The film version of the Pale Lady is a remarkably similar re-creation, and posed one of the biggest challenges for the filmmakers: How do you make images that are so dreamlike and translucent — drawn in “tendrils of ink” as del Toro puts it — feel substantial and threatening onscreen? The producer says the micro-expression on her face — that causes her to seem at once “cute and shy” but also “inexorable” and menacing — was extremely difficult to sculpt. As were her sickly looking garments, which del Toro and his team chose to render as a kind of epidermal growth. “One of the early decisions was that her nightgown would emerge directly from her skin,” del Toro explained. “And I knew that she had to have an embrace that would be supersoft. But then we gave her these really harsh hands and sort of muscular arms, all with the benign expression, because that’s what’s in Gammell’s drawing.”
Within the foam latex suit that makes up the Pale Lady’s body, microspheres of padding were used to create the look of cellulite in motion. The actor underneath was told to make the creature seem “coy” in her movements — all while fighting the sweat of wearing thick foam. To make such a slow-moving object feel dynamic and threatening, Øvredal staged a complex series of shots as the Pale Lady closed in on her prey. Del Toro says her scene was the closest of all the vignettes to feeling like a dream.

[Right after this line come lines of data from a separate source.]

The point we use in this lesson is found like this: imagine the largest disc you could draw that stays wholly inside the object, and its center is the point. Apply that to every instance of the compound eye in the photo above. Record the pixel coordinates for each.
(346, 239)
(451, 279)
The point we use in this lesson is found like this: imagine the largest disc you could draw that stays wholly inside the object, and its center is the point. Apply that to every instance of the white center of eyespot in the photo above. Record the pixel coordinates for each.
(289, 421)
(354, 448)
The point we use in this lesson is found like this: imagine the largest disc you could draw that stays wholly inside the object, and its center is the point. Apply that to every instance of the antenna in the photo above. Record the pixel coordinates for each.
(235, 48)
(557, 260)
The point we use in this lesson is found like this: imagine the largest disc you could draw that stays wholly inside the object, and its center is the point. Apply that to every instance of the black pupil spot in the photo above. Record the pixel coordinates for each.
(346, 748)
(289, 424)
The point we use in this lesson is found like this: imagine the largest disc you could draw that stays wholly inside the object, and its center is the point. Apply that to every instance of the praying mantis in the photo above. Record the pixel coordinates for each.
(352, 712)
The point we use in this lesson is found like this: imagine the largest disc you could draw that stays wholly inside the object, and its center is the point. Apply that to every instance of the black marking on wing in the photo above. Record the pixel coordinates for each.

“I wanted it to be like a relentless machine coming toward you, and confusing to the character. Is this a dream? Is this reality? What is real here?” says Øvredal, who had to meticulously map out the scene’s dizzying cuts — switching back and forth from one direction to another in a uniformly bright-red series of hallways — before he actually started to roll film. “It was extremely carefully planned out how every edit and every in point and out point of every shot had to work. We wanted to be very elaborate with the storytelling, but she was going to be the calming, creepy thing that just keeps going.”